O envelhecimento e suas consequências chegam para todos, mas sabemos que ele impacta de maneira diferente as mulheres. A Substância (2024) é um longa que escancara e abusa de modo certeiro na crítica sobre as pressões estéticas e machistas socialmente embrenhadas há tanto tempo em nossas vidas. Dirigido pela francesa Coralie Fargeat (Vingança, 2017), é sem dúvida um dos melhores do ano, dando um ótimo destaque ao body horror.

Elizabeth Sparkle (Demi Moore) foi uma atriz que teve tudo. A beleza, a fama, o olhar/desejo/atenção dos homens, chegando inclusive a ganhar sua própria estrela na calçada da fama. Mas a sua vida muda conforme vai envelhecendo e todo o brilho dos holofotes e do desejo começam a se apagar. Após uma demissão e um acidente no dia de seu aniversário, ela recebe um convite misterioso de que é a perfeita candidata para mudar sua vida através de uma Substância.

Essa substância em neon é capaz de criar uma versão perfeita de quem a consome. Uma versão mais bonita, mais magra, mais desejável e principalmente… mais jovem. As regras são claras, é preciso equilibrar entre uma semana com sua versão atual e outra com sua versão “perfeita”. Sete dias exatos e a troca precisa SEMPRE acontecer. Seguindo alguns outros detalhes, existe um lembrete importante: sua outra versão ainda é você. Como diz o trailer: o que pode dar errado? Tudo!

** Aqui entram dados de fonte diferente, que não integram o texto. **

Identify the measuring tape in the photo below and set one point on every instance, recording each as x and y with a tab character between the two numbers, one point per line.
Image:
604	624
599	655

Fargeat explora de maneira exclusiva, absurda e magnífica a busca pela perfeição sustentada pelo machismo, Hollywood, a indústria da beleza e a glorificação da juventude eterna. Visualmente o filme conta com técnicas que destacam detalhes importantíssimos pra trama. O simetrismo das cenas chama a atenção para mostrar a perspectiva da personagem e principalmente o que acontece ao seu redor. É um falso equilíbrio, que vai perdendo força e formato quando acrescenta o bizarro.

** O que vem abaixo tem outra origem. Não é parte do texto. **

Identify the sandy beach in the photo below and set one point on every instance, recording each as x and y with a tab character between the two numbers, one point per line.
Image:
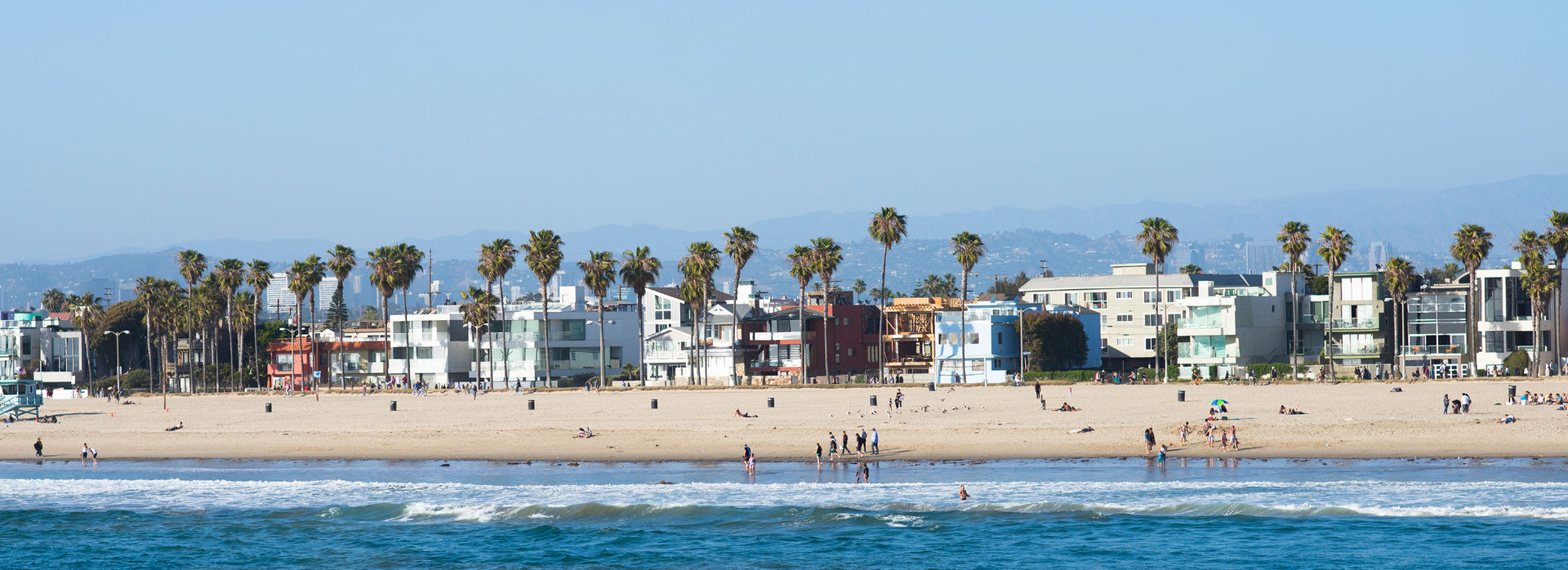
1346	420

A nova versão de Elizabeth, literalmente sai de dentro dela, fazendo seu corpo tornar-se apenas uma casca a ser mantida e remendada por Sue (Margaret Qualey). Sue é tudo aquilo que ela foi no passado. Jovem com um corpo escultural e o carisma de quem sabe como usar sua beleza ao seu favor para conseguir o que quer. As cenas de Sue são cheias de cores vibrantes, virando a cabeça de homens na rua, com a trilha sonora cheia de vida em ritmo acelerado para os muitos planos a serem conquistados. Já quando retornarmos a Elizabeth, os tons são frios e cinzentos, enquanto dia após dia ela se afunda na frente da própria TV em meio ao caos que a negligência consigo mesma criou, em que o foco sonoro está em seu mastigar, seu choro e sua revolta; enquanto está na rua, os homens nem reparam em sua existência.

Os corpos são tratados como meros objetos descartáveis e plastificados feitos para o aproveitamento e fetichização da população masculina. E no filme os homens são mostrados como seres patéticos, mas que dominam e ditam o que é aceitável, bonito e válido de existir. Também negligenciando e maltratando aquilo que não brilha seus olhos, tornando todas as outras mulheres seres monstruosos. E a diretora, também roteirista, traz a monstruosidade como a cartada principal para provar o ponto de sua crítica.

Sue dá continuidade ao que Elizabeth gostaria de estar vivendo. Na frente de sua casa há um outdoor com Sue sendo sua substituta no programa de TV que apresentava, enquanto na sala encara-se um quadro de Elizabeth que ocupa quase uma parede toda. Essa é apenas uma das estratégias adotadas para mostrar a dualidade e oposição das personagens. Sue causa uma grande inveja e ameaça à Elizabeth. Elas são as mesmas mas são opostas, e, principalmente, ela é um lembrete constante da decadência da mulher mais velha.

Mulher mais velha, que com as quebras de regra da mais nova, vai se tornando cada vez mais feia, nojenta e…velha. Como uma bruxa monstruosa e deformada. Inclusive o nojo é um elemento bem presente, mostrado em closes de hábitos cotidianos, cada vez mais presentes. E com essa transformação, vamos perdendo a linha do “pé no chão” a cada limite cruzado. O filme vai ficando mais fantasioso, um pesadelo desconfortável e sem limites visuais para mostrar o que ambas estão dispostas a fazer para se encaixar.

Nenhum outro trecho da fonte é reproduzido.